それは、人間の理性や意思の力や努力などを過大評価する傲慢さの裏返しだと思います。例えば、貧しいのは能力や努力が足りない本人の責任であるとか、鬱になるのはメンタルが弱いからだという考えなどはそこから来ているのでしょう。
そして、その傲慢さはよく言われることですが「神は死んだ」、すなわち価値が相対化されて物差しを見失ってしまったから生まれるのではないかと思います。それとともに、価値観は多様化しているように見えながら、実際にはどんどん多様化から遠ざかっています。
誰もが、何を目指したらいいのか迷っている。それに対する答えを与えることのできる存在は、例えば年長者であったり宗教であったり、学問や国家や歴史であったりするのですが、おしなべてそれらの権威は地に落ちています。
特に日本では、敗戦とともにそれらの権威は落ちるべくして地に落ち、自由平等と経済的繁栄が「信仰」の対象に取って代わりました。ですが、経済的繁栄というものは、ある程度それが実現されてしまうと有り難みは逓減しますし、経済という所詮は手段に過ぎないものを目的にしてしまうと、虚しさをもたらすだけになってしまいます。
自由にしても同様で、目指す目的・目標のない自由は空虚です。そして、試しにまったく意味のないことをしようとしてみれば分かるのですが、人は無意味なことをしようと思って出来るものではなく、また、無意識に自分の行動に秩序や意味を求めてしまい、「無制限」の自由を行使することは出来ない存在ではないかと思います。自由を行使するには、逆説的ですが何らかの制約が必要です。そのため、無制限の自由を与えられた人は、むしろ虚しさや無力感を味わうことになります。
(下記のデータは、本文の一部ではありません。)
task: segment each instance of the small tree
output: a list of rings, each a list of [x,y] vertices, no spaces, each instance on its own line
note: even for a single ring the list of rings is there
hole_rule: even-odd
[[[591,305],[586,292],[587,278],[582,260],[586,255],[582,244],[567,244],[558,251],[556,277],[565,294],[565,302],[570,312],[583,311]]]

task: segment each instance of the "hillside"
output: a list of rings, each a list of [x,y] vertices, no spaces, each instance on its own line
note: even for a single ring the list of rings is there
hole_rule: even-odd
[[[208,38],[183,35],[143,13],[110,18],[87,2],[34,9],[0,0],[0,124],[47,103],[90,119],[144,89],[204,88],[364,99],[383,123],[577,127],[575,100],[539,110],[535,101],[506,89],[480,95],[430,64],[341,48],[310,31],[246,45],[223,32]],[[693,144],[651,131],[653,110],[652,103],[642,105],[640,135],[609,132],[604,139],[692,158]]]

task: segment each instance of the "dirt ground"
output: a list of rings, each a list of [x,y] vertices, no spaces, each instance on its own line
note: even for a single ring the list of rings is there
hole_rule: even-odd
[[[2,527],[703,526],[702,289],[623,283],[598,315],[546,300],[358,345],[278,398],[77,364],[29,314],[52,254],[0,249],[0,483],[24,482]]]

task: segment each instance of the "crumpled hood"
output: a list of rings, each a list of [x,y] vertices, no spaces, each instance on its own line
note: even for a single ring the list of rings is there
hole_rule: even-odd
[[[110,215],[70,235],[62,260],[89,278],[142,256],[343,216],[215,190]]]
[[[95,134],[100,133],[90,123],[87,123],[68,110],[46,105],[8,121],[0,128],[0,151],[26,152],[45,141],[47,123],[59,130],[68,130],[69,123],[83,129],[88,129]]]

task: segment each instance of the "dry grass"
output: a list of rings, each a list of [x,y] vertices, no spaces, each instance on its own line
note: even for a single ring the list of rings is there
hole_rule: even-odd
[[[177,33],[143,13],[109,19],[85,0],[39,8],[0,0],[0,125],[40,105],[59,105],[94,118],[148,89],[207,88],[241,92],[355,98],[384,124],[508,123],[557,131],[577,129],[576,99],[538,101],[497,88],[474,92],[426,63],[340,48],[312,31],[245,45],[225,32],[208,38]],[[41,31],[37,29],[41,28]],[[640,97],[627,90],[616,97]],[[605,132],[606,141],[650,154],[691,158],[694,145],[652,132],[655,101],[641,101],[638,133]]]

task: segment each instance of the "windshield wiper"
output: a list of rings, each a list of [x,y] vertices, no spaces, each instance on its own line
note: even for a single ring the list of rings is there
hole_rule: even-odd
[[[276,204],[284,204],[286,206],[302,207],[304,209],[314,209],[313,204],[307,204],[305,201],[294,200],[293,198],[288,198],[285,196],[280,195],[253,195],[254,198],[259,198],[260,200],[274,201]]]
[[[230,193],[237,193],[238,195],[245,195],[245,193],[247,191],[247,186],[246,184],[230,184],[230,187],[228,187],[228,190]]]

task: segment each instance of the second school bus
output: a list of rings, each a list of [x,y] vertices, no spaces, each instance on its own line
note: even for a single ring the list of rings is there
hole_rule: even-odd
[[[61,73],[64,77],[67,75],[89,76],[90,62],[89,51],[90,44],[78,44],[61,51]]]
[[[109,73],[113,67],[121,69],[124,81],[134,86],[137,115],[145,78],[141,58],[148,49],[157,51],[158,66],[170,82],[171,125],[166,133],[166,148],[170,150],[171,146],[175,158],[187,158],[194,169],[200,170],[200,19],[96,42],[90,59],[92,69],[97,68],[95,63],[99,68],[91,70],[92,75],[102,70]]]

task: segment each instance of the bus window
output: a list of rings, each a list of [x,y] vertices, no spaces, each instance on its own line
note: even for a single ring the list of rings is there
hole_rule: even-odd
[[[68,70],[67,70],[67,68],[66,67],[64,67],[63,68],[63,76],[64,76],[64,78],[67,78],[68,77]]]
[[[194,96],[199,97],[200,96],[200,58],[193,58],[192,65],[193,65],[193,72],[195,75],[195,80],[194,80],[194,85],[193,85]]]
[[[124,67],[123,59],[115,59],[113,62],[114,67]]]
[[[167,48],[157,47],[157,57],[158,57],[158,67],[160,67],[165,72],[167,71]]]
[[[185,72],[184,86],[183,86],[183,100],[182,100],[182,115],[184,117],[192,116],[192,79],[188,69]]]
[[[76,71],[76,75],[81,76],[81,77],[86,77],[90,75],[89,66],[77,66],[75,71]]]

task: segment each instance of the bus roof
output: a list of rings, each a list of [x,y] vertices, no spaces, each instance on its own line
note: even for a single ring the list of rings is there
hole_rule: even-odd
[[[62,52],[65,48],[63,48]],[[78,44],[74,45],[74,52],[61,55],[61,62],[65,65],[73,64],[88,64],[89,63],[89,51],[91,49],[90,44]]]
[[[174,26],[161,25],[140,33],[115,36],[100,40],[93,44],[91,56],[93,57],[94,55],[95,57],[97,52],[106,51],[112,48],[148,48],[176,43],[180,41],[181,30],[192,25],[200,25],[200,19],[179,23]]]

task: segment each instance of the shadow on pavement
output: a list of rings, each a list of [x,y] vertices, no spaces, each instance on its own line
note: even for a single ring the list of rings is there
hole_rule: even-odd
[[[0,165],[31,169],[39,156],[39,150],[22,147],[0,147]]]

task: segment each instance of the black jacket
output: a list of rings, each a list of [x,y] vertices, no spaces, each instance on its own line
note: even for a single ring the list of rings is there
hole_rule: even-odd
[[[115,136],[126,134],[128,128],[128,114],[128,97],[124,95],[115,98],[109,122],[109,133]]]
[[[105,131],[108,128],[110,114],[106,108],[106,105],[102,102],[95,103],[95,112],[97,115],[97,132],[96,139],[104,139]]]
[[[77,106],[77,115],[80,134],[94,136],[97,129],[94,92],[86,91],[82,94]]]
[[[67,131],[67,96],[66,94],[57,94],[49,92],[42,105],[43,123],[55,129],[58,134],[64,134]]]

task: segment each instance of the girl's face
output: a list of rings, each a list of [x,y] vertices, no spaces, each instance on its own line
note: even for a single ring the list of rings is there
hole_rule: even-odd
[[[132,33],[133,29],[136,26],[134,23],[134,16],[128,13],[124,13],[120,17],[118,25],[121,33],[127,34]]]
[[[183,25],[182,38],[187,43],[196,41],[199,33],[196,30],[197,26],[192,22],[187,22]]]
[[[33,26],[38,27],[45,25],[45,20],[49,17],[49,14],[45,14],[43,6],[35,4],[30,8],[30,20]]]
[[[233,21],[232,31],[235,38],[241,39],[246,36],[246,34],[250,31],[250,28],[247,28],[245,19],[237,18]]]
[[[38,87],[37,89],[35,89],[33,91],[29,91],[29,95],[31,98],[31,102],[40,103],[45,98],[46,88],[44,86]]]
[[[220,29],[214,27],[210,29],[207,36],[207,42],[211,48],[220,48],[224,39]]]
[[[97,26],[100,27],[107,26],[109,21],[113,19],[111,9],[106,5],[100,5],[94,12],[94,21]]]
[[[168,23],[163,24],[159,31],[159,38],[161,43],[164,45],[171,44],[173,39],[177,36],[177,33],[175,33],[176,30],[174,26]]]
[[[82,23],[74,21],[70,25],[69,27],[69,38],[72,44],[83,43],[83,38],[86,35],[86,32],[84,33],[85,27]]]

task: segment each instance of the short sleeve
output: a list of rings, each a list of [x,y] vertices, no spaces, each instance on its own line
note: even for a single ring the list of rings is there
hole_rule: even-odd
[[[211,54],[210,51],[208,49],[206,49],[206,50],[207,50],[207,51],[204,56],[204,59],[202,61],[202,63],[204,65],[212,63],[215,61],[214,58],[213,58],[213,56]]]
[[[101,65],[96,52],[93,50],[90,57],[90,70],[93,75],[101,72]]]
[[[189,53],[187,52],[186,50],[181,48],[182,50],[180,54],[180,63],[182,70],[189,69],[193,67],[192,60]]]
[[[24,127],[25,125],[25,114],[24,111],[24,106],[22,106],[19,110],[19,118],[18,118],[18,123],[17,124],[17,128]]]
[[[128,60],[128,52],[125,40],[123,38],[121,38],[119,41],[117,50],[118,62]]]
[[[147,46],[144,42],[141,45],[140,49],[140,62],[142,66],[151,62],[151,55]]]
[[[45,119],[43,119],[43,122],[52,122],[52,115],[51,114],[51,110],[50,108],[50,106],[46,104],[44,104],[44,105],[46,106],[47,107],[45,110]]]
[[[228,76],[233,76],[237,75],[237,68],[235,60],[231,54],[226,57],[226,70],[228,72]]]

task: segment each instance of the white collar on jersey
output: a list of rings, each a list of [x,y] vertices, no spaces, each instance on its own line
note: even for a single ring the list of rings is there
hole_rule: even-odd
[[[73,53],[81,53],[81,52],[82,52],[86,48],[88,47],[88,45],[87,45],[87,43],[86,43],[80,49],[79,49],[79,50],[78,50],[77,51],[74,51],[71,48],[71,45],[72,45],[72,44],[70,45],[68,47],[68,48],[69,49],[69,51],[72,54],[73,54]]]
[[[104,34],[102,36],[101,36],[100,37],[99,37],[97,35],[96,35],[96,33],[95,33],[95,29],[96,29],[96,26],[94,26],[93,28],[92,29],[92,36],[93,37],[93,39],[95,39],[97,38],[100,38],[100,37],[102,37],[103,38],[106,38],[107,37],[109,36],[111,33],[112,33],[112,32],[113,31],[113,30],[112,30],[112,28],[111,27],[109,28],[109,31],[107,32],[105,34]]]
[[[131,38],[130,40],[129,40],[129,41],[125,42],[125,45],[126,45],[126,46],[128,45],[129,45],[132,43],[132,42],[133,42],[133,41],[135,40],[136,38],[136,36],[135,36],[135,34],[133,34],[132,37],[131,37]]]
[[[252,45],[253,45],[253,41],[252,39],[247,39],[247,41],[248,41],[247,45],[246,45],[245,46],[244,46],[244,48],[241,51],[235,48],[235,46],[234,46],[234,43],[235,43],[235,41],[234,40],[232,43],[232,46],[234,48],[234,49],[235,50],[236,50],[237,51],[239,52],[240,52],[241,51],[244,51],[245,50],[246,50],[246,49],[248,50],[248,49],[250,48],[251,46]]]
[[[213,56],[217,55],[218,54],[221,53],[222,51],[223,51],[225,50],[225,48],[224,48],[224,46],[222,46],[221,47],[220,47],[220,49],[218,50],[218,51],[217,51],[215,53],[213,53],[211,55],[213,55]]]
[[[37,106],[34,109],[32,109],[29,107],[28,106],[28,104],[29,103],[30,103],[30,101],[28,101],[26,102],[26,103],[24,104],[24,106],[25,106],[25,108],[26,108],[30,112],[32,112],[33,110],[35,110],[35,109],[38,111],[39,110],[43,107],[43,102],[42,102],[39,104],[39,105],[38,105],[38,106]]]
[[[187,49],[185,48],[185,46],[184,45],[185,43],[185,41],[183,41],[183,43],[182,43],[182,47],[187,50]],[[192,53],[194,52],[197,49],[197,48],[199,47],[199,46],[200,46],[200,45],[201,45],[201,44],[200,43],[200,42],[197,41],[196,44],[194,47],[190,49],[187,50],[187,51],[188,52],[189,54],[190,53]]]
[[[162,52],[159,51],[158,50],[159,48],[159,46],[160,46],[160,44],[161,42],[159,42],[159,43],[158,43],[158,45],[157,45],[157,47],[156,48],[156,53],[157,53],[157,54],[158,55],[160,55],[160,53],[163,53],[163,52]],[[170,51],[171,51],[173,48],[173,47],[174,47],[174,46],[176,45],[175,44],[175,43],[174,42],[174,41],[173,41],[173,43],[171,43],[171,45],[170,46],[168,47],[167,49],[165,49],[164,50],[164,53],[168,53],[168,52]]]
平等については、人々が平等になればなるほどそれぞれの小さな差が目につくようになります。また、平等というものは常に他人と比較し続けることで判断するもので、相対化された他人の物差しで自分を測る限りにおいて、常に敗北感や無力感を味わうことになってしまいます。
神は死に、歴史も国家も意味をなさず、目指す目標も空虚で、価値観が拡散する中で空疎な経済成長の終わりを迎え(信仰の対象を失い)、敗北感と無力感を味わっていた不安な日本に生まれるべくして生まれたのが、オウム真理教ではなかったかと思います。
オウム真理教事件と自己責任社会は同根です。